Tuesday, November 02, 2004

The Preschool Saga Continues

Ever since the exasperating debacle of the JCC 16 - 24 month class that fell apart days before Bee was slated to begin, I have been scrambling around trying to find a preschool for her. My poor beleaguered mom could use the time off, and Bee is at the point where she will really benefit from spending time in a stimulating classroom environment with other kids. The problem is, Bee is at that awkward age, at least where nursery school enrollment is concerned. Most places will only accept kids starting at age 3, and the few that have programs for younger toddlers require that they turn two by September, meaning she would not be able to start until next year. We can't wait that long!

Given all these roadblocks, I had pretty much resigned myself to the fact that Bee will be enrolled in the JCC's two-year-old class in January, despite the multitude of frustrations I have enumerated on this site regarding the Center's disorganization and lack of follow-up. While I hate to give them any more of my money, I am comforted by the fact that I know and like the teacher, and that many of my friends send their kids there so Bee will see plenty of familiar faces. Plus - and this is no small matter - I have no other options.

Or at least I thought I didn't. On a whim, I decided to call Springfield Montessori, located right across the street from my office, and arranged for a tour. As soon as I walked in, I thought "Now this is what I am looking for!" They have a huge, well-appointed playground with slides, climbing structures, sandboxes, play houses, and all kinds of toys: shovels and rakes, water tables, mixing bowls and sifters, tricycles, cars and trucks.

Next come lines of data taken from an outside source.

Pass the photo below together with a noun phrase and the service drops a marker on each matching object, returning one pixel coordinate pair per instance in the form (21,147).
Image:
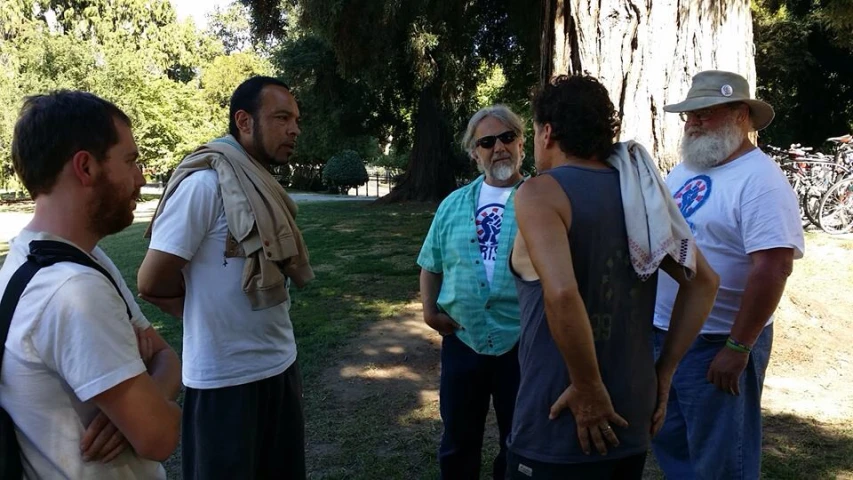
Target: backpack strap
(13,292)
(48,252)
(43,253)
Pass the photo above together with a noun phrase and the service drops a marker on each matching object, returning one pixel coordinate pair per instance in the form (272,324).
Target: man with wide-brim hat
(744,216)
(714,87)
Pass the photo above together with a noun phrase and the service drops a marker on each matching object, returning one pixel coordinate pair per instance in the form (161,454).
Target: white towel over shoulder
(655,226)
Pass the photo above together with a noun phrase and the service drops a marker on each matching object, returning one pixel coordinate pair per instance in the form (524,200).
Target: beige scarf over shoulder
(260,216)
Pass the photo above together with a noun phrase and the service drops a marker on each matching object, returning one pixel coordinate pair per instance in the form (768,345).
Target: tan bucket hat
(716,87)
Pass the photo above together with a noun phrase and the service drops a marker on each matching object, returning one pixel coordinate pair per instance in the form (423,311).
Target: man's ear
(85,168)
(245,122)
(546,135)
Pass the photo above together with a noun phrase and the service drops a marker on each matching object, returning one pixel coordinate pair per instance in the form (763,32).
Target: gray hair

The inside of the school was a regular child's wonderland of textures and colors and touchable surfaces. "We rarely have to use the word 'no' here," the director explained as Bee ran around picking up seashells and Play-Doh and paintbrushes and books and fabrics, "because we make sure that everything they can reach is safe to play with." She showed me the plans for the new site they are building, which is even closer to my office - in the same business park, actually. The new school will be surrounded by fruit trees and great, canopied live oaks, and there are plans for a children's garden, picnic areas, and a spacious arts and crafts studio.

I was very impressed with the way the classrooms were run. Maybe I just visited the JCC at a bad time, but it seemed to be a fairly chaotic, clamorous environment, with kids constantly whizzing by from one activity to another. I rationalized it by figuring that two and three year olds probably don't respond well to a strict schedule anyway, and that the best you can do is to give them a safe place to play and let them go at it. Yet, while the staff at Springfield repeatedly reassured me that the kids are not forced into any sort of rigid structure, I was amazed at how well, and how happily, the students naturally followed along with the planned activities. During circle time, Bee joined right in as the others sang, danced and clapped. Next, it was time for the kids to perform their assigned "jobs." One little boy picked the proper day of the week out of a stack of cards and stuck it on the bulletin board, and another sifted through a series of weather-related pictures and selected the ones that matched what he saw outside the big picture window: sunshine with a few fluffy clouds.

The students were a diverse group, representing a wide spectrum of ethnicities. One of my concerns about sending Bee to JCC, and later to the Jewish Day School, is how overwhelmingly white and upper-middle-class her peers will be. At the Montessori school, they celebrate many different holidays - Hanukkah, Christmas, Kwanzaa, Chinese New Year - and use them as opportunities to learn about other cultures. In the older classes, they even begin teaching French and Spanish through songs, stories and pictures. By the time I left, I was convinced that I found the perfect place for Bee - and the director agreed that Bee was completely comfortable in her surroundings and absolutely ready for preschool.

All that said, I don't think we will be able to send her there. The soonest they can enroll her would be this summer, or possibly even September. I put her on the waiting list for January, but if nothing opens up then I will have to send her to the JCC. Which is fine - I mean, it's not a bad place at all, it is just that the Montessori school is a hundred times more conveniently located and has a far more cohesive program, staff, and philosophy. I'd consider signing her up in September, but that is when our synagogue is supposed to launch its own preschool program. Given that my best friend J. is in charge of the planning committee, and that I have pledged my unwavering support of the project from the start, it wouldn't be a very good idea for me to enroll Bee somewhere else. And in fact, I am really excited about the new school and think it will be an awesome program - with J. in charge, it won't be anything less. I just wish Bee could go the Montessori too, at least for a little while.


Blogger Another meshugannah mommy said...

Wow - you could really be my twin! I have been through the preschool wringer, as well. It all works out, I promise.